A Nazi Hunter in South America stumbles across an outrageous plot to establish the Fourth Reich. At the head of this project is the notorious concentration camp doctor, Josef Mengele. Nazi hunter Ezra Liebermann must try and find out what is happening and persuade the sceptical authorities to stop this audacious plot which, if successful, could change human history forever.
The central idea behind The Boys from Brazil comes off as a bit old-hat now. In an era where almost every sci-fi film deals with the issue of cloning, it's no longer an original concept. However, you have to put the film in the context of when it was made. Back in 1978, cloning was not something that most people were familiar with and the plot behind The Boys from Brazil would have been both incredible and shocking.
In fact, despite an over-familiarity with its central idea, The Boys from Brazil still makes for an excellent film, well paced and well plotted. You will spend much of the film not fully understanding what is going on, but that is entirely natural. What The Boys from Brazil does is slowly build the tension and gradually reveal what is happening. Each time a new fact is revealed, the plot grows more intriguing and the mystery ever deeper. Then suddenly, it all clicks - the big reveal comes and Mengele's true aims become chillingly apparent.
Part of the reason The Boys from Brazil works so well is that it is kept highly realistic at all times. However, outlandish the plot might seem, it is always grounded in reality and seems plausible. This makes it all the more scary when it finally becomes obvious what is happening. Yes, the tale is beyond the bounds of scientific reality, but it serves as a warning to what could happen if we continue to meddle with genetics and cloning. In many ways, it is a deeply prescient plot, far ahead of its time.

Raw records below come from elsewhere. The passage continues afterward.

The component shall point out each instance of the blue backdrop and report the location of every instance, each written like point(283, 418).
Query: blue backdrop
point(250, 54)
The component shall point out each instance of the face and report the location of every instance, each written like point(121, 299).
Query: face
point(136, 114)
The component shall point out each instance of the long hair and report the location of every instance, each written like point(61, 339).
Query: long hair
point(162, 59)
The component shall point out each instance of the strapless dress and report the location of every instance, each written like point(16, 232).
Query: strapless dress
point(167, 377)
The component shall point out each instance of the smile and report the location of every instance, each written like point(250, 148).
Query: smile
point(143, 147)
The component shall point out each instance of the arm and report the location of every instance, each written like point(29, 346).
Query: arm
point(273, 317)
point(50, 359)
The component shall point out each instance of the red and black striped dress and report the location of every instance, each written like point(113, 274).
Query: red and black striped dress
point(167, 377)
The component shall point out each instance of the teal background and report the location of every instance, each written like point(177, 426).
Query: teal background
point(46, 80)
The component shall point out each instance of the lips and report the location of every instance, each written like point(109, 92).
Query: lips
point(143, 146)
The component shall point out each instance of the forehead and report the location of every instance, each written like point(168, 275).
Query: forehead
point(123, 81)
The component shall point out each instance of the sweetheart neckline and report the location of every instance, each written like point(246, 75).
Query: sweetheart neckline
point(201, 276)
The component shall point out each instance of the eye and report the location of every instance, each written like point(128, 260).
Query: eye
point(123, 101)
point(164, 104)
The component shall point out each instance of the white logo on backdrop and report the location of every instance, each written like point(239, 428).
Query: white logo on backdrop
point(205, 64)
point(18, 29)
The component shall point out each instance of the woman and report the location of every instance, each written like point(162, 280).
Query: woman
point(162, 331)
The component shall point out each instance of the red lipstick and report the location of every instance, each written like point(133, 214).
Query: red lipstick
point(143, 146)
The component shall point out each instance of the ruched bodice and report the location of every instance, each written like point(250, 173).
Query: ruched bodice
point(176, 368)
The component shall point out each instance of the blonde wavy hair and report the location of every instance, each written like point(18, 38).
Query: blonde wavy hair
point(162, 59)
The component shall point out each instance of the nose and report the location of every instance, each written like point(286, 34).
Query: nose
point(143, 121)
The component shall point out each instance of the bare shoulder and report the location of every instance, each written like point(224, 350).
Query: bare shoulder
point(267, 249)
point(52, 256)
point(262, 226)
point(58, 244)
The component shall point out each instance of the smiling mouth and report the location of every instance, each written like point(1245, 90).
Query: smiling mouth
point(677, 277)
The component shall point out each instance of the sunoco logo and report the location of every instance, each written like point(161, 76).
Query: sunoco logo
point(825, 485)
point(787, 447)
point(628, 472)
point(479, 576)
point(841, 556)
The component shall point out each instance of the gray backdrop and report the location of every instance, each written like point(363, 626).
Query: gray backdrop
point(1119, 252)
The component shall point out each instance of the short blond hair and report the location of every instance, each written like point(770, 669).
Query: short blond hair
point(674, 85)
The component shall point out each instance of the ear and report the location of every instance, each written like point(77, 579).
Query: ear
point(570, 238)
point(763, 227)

The superb plot is backed up by some excellent acting, particularly from Gregory Peck. Peck is excellently cast as Mengele and steals the show. He is by turns chillingly aloof, beautifully arrogant and yet disturbingly charming. He oozes both menace and charisma and, dressed in his white suit, is deeply convincing. It is a subtle performance that is both worryingly normal and scary at the same time.
Peck is backed up by leading thespian Laurence Olivier, who is almost as good. True, Oliver's high pitched faux Jewish-German voice sounds a little forced and unsubtle today, but Olivier makes for a sympathetic lead as Ezra Liebermann. He has the knack of generating a whole range of emotions, even introducing a little humour to lighten the mood occasionally.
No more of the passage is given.